His initial investigations showed a haemoglobin of 83 g/l, mean corpuscular volume 88.3 fl, international normalised ratio 0.95, activated partial thromboplastin time 57.9 sec (control 32.2 sec) which partially corrected to 37.8 sec with a 50/50 mix, sodium 135 mmol/l, potassium 4.6 mmol/l, urea 28.7 mmol/l, creatinine 475 μmol/l, calcium 2.34 mmol/l, magnesium 0.75 mmol/l, phosphate 1.57 mmol/l, amylase 67 IU/l, albumin 36 g/l, liver function normal, and urine, blood, and stool culture sterile. Chest and abdominal plain radiographs were unremarkable. Over the next 24 hours the haemoglobin fell to 57 g/l requiring transfusion. A gastroscopy showed grade 1 oesophagitis, a normal stomach, pylorus, and D1. A prominent ampulla at D2 was noted, showing non-specific small bowel mucosa on biopsy. A further drop in haemoglobin occurred, associated with increased abdominal pain. Faecal occult blood was negative and no external rectal bleeding was noted. Direct Coombs test was negative, reticulocyte count 27 × 109/l (50–100 × 109/l), and haptoglobins were 0.3 g/l (0.5–2.4). Repeat abdominal examination revealed a large mass in the right hypochondrium.

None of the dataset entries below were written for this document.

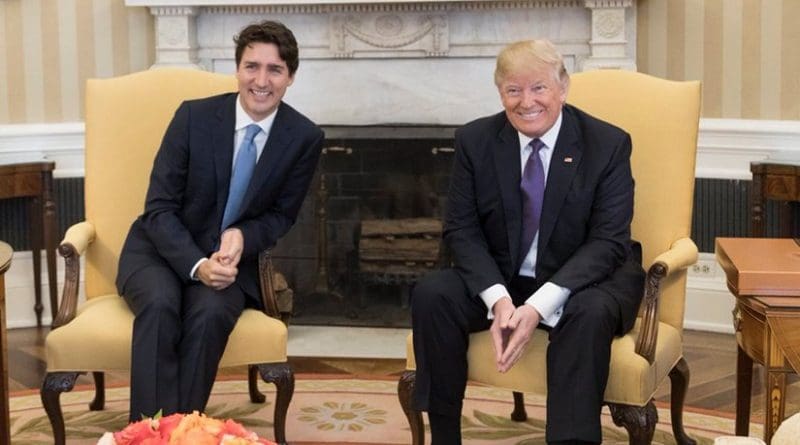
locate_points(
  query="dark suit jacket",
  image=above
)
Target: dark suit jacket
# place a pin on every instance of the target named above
(584, 234)
(189, 189)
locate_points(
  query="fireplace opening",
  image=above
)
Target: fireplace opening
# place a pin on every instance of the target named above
(370, 225)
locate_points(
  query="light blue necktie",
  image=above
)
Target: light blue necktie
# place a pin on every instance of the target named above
(242, 172)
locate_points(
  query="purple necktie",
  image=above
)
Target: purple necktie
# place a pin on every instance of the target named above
(532, 188)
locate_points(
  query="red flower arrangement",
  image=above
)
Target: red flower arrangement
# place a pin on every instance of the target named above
(183, 429)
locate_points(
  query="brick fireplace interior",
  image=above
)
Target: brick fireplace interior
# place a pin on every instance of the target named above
(375, 172)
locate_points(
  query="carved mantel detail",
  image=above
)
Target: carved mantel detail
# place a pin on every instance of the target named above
(176, 35)
(416, 58)
(409, 34)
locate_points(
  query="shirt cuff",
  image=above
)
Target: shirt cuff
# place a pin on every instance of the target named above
(491, 295)
(193, 272)
(549, 302)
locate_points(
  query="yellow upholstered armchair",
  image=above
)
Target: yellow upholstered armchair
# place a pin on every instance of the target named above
(662, 117)
(125, 120)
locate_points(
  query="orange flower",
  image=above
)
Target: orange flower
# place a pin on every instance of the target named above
(136, 433)
(184, 429)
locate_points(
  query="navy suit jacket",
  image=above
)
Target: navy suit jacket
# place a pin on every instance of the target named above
(584, 234)
(189, 189)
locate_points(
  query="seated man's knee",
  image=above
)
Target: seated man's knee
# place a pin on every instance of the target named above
(427, 293)
(596, 308)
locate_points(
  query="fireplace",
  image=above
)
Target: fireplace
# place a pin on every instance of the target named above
(385, 173)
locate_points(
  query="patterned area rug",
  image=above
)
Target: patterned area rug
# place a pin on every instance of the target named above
(336, 410)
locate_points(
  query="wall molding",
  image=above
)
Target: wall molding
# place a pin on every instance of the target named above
(60, 142)
(725, 147)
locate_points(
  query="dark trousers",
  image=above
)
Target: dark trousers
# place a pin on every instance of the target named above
(179, 334)
(444, 314)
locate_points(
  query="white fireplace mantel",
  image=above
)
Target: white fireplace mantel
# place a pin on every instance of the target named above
(397, 61)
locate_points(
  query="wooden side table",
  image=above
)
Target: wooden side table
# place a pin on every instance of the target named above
(5, 422)
(34, 180)
(764, 276)
(778, 181)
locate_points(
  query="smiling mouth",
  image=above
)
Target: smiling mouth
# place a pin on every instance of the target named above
(259, 93)
(530, 115)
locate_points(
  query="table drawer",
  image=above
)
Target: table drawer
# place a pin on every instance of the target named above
(750, 331)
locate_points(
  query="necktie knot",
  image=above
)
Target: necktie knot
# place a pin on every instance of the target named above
(536, 145)
(250, 135)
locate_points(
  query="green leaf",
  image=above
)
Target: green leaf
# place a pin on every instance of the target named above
(497, 421)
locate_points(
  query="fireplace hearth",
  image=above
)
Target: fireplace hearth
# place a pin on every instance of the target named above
(381, 177)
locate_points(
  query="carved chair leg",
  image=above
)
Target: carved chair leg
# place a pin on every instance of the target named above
(679, 383)
(99, 392)
(252, 384)
(282, 376)
(519, 414)
(639, 421)
(54, 384)
(405, 391)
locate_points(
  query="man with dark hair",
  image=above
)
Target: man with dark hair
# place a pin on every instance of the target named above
(227, 183)
(538, 220)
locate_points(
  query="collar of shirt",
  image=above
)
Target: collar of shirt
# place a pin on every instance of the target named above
(546, 153)
(240, 128)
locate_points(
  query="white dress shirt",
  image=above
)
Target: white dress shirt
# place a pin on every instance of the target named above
(549, 299)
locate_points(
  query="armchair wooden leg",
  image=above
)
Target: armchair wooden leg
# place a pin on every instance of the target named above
(282, 376)
(519, 414)
(252, 384)
(679, 382)
(405, 390)
(54, 384)
(99, 401)
(639, 421)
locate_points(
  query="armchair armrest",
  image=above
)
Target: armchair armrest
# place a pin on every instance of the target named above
(267, 281)
(74, 244)
(681, 255)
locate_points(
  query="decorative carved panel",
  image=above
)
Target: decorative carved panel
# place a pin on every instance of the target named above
(389, 34)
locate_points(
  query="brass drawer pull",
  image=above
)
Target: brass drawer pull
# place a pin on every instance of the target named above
(737, 319)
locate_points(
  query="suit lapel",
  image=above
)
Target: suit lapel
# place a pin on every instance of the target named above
(222, 146)
(507, 164)
(563, 167)
(276, 147)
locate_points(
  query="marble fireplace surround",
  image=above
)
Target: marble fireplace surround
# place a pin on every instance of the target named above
(397, 62)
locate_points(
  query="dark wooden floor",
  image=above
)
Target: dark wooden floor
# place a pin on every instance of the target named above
(711, 358)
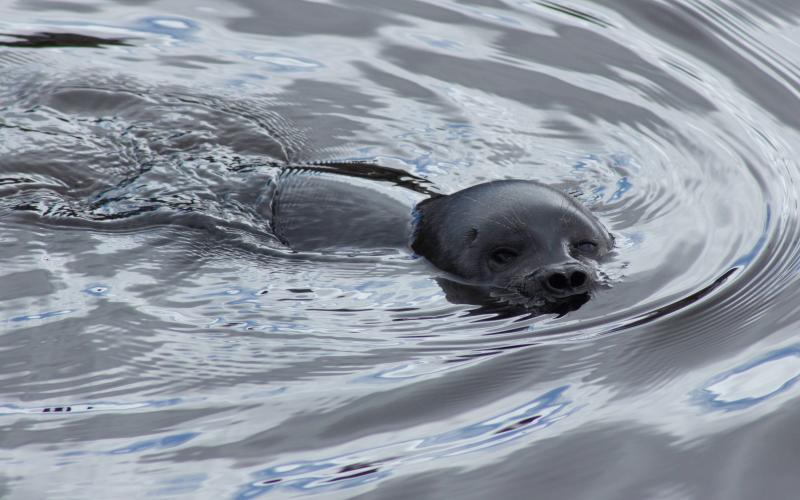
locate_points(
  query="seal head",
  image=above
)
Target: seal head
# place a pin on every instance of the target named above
(526, 243)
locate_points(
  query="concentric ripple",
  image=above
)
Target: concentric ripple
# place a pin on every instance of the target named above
(152, 326)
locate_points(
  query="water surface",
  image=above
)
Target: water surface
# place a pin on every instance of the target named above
(157, 341)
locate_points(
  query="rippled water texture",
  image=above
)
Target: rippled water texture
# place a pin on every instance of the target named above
(157, 341)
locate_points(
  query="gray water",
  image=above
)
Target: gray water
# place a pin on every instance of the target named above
(156, 341)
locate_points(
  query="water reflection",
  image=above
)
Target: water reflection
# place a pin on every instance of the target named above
(753, 382)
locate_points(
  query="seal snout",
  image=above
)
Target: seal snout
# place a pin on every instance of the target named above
(564, 280)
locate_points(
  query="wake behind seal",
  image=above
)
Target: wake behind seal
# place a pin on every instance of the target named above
(517, 243)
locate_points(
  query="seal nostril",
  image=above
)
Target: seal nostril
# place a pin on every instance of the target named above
(577, 279)
(558, 281)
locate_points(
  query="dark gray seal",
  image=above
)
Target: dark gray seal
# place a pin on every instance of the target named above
(515, 242)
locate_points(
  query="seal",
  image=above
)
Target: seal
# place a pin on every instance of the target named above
(514, 242)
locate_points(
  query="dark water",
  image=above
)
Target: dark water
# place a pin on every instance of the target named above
(157, 341)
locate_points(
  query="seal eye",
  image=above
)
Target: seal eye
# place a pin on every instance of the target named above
(503, 256)
(586, 246)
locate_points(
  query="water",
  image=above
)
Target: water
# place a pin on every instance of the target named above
(157, 342)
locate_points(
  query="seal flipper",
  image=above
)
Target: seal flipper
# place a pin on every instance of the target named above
(312, 211)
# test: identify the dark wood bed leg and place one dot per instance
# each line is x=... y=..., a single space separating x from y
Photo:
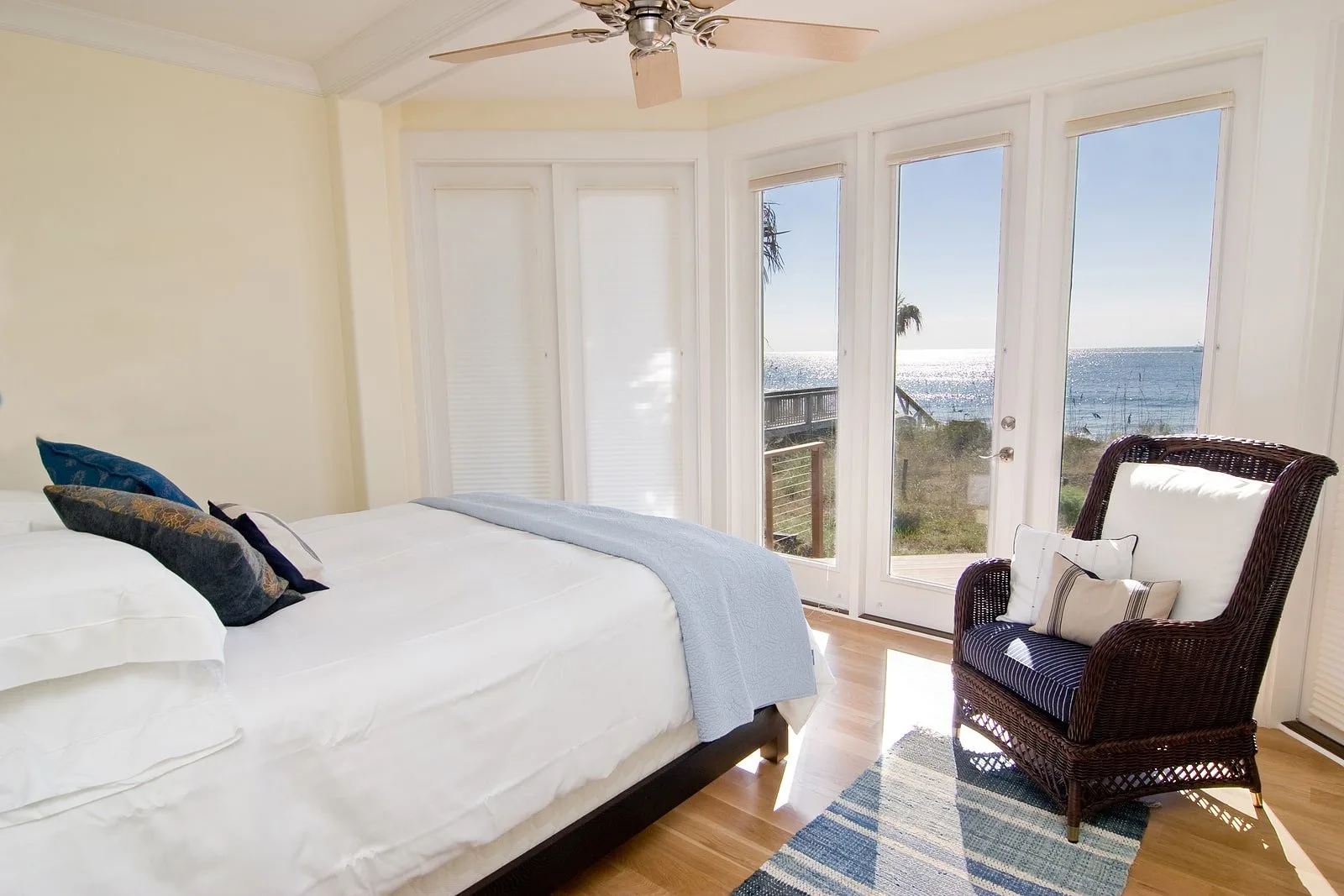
x=548 y=866
x=777 y=748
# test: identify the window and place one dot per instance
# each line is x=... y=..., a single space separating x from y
x=1139 y=301
x=800 y=273
x=948 y=223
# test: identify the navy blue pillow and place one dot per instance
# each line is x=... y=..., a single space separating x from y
x=282 y=566
x=80 y=465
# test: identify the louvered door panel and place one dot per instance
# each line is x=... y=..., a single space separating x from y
x=629 y=296
x=497 y=325
x=1326 y=698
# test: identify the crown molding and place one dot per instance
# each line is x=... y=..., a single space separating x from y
x=402 y=36
x=105 y=33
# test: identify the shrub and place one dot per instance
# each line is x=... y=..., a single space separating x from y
x=1070 y=506
x=906 y=523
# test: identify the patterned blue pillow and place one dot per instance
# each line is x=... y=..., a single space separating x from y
x=80 y=465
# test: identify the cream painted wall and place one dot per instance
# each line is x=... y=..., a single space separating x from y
x=168 y=277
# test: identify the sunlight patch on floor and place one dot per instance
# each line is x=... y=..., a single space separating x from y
x=918 y=694
x=1307 y=871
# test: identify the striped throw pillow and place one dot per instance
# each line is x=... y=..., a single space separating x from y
x=1079 y=606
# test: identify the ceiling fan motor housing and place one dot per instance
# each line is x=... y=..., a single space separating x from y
x=648 y=29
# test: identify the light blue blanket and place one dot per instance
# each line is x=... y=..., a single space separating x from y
x=743 y=626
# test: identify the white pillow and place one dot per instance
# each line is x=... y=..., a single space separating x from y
x=69 y=741
x=26 y=512
x=1193 y=524
x=1035 y=550
x=73 y=602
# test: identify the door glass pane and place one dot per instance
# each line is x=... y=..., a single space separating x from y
x=800 y=289
x=1142 y=244
x=948 y=237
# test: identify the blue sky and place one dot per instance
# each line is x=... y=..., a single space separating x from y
x=1142 y=244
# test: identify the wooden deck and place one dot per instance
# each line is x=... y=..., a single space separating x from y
x=1200 y=842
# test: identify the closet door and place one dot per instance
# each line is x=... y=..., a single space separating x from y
x=627 y=301
x=492 y=352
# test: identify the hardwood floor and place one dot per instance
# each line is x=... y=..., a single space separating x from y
x=1198 y=844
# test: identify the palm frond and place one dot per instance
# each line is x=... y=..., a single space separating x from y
x=772 y=255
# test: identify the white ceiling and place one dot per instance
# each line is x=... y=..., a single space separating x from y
x=300 y=29
x=380 y=47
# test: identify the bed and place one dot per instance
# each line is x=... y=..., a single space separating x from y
x=470 y=708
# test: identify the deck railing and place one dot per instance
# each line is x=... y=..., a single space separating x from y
x=817 y=409
x=795 y=496
x=800 y=410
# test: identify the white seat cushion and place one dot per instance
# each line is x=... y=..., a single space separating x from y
x=1194 y=526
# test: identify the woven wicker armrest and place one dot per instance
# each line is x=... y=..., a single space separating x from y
x=1149 y=678
x=981 y=595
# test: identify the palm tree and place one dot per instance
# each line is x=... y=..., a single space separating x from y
x=907 y=315
x=772 y=262
x=772 y=255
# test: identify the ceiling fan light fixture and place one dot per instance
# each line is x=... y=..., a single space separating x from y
x=649 y=31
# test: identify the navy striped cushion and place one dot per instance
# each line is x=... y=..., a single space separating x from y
x=1041 y=669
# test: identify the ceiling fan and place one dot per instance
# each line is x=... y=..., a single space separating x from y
x=652 y=27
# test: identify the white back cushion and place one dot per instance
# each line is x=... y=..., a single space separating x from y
x=1034 y=553
x=1194 y=526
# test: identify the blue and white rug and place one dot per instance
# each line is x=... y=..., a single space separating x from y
x=932 y=819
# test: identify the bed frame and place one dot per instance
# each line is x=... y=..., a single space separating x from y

He had an abdominal computed tomography (fig 2). This was followed up over a six week period with serial ultrasound scans (figs 3, 4, and 5).

Figure 2

 Computed tomogram.

Figure 3

 Initial ultrasound scan.

Figure 4

 Ultrasound scan at two weeks.

Figure 5

 Ultrasound scan at six weeks.


  1. What is the diagnosis and what are the clinical features of this condition?

  2. What does the computed tomogram of the abdomen (fig 2) show?

  3. What do the renal ultrasound scans (figs 3, 4, 5) show and what is the likely diagnosis?

  4. What is the cause of the clotting abnormality?